Statehouse briefing: Tuition increase tabled for now
Here are today's headlines from Kansas government:
(Harris News Service) Task force backs off tuition increase: A proposed tuition increase to pay for university maintenance is off the table - at least for now - in one legislative chamber.
(AP) GOP release health care plan: House Republicans promised Monday to work on making health insurance less costly for employers and workers and to help poor Kansans get off Medicaid and into private coverage.
(Kansas Health Institute News Service) HealthWave enrollment not always easy: Seventy-one percent of state's uninsured children are eligible for HealthWave or Medicaid but getting them connected has been a problem, officials say.
(LJW) Affiliation too risky, hospital chief says: Several lawmakers Monday issued warnings to Kansas University School of Medicine over its proposed affiliation with St. Luke's Hospital in Kansas City, Mo.

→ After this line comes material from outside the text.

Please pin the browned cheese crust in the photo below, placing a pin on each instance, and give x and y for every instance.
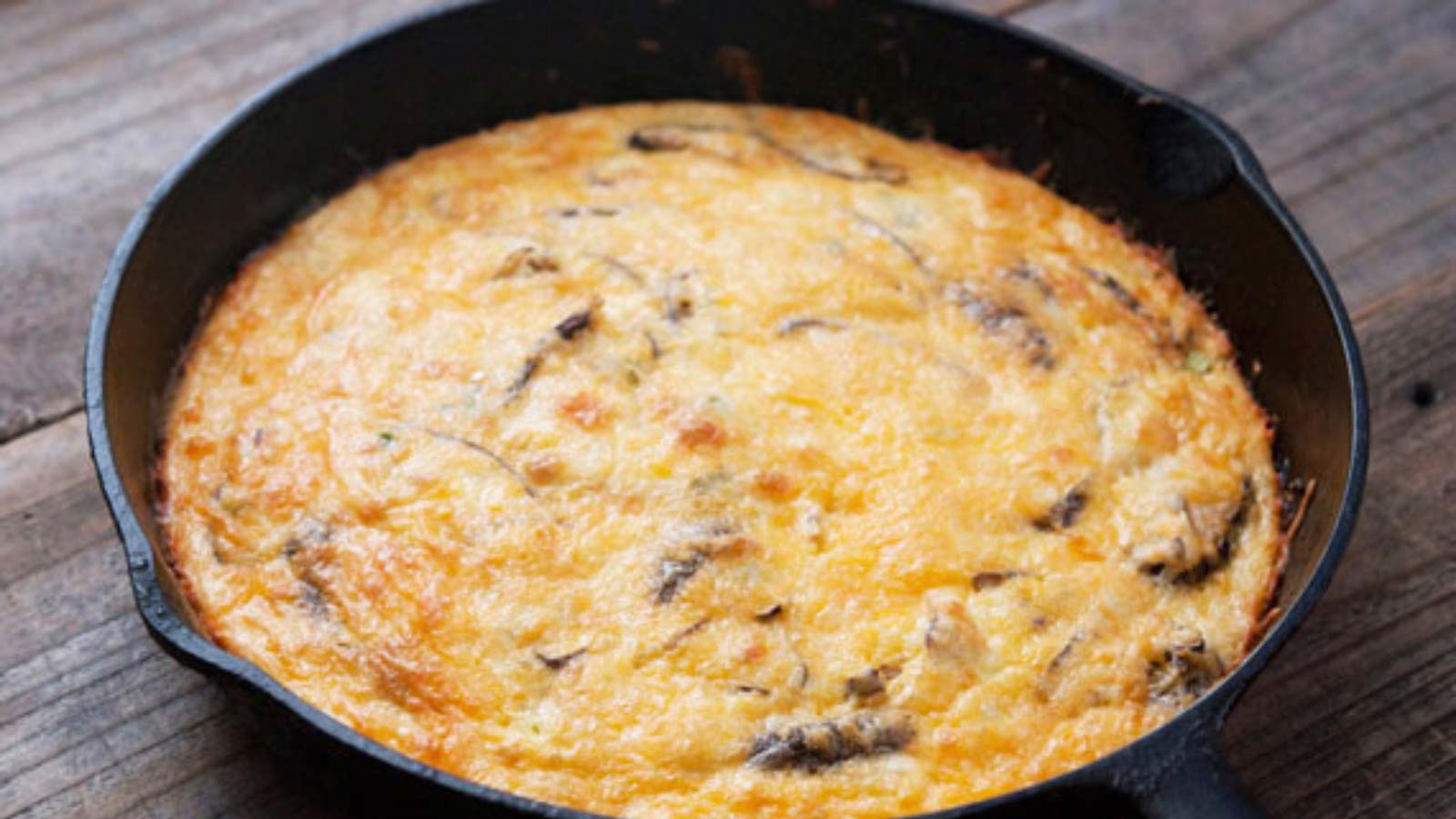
(713, 460)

(Harris News Service) Panel drops rural initiatives: The House's lead budget committee dropped the governor's new funding proposals to aid small-town Kansas Monday as it approved the initial state commerce department budget for the full House to consider.
(KTKA) Parkinson pushes alternative energy: Lieutenant Governor Mark Parkinson continues to promote alternative energy throughout Kansas. In a speech to the General Federation of Women's Clubs, he spoke about the state's potential for wind power and other alternative sources of energy.
(Topeka Capital Journal) Bill aims at scrap metal thefts: As daytime temperatures climbed above 100 degrees in July, North Topeka experienced a blackout affecting more than 2,600 homes and the Topeka Rescue Mission. The cause? Metal thieves.
(KTKA) KU Hospital officials don't want facility sold: A state legislator has proposed selling Kansas University Hospital, but officials at the facility are cool to the idea.
(Topeka Capital Journal) School group, paper settle records lawsuit: Schools for Fair Funding, the organization that sued the state to increase school funding, has agreed to comply with the Kansas Open Records Act and Kansas Open Meetings Act in a settlement of a lawsuit filed by The Topeka Capital-Journal, attorneys said Monday.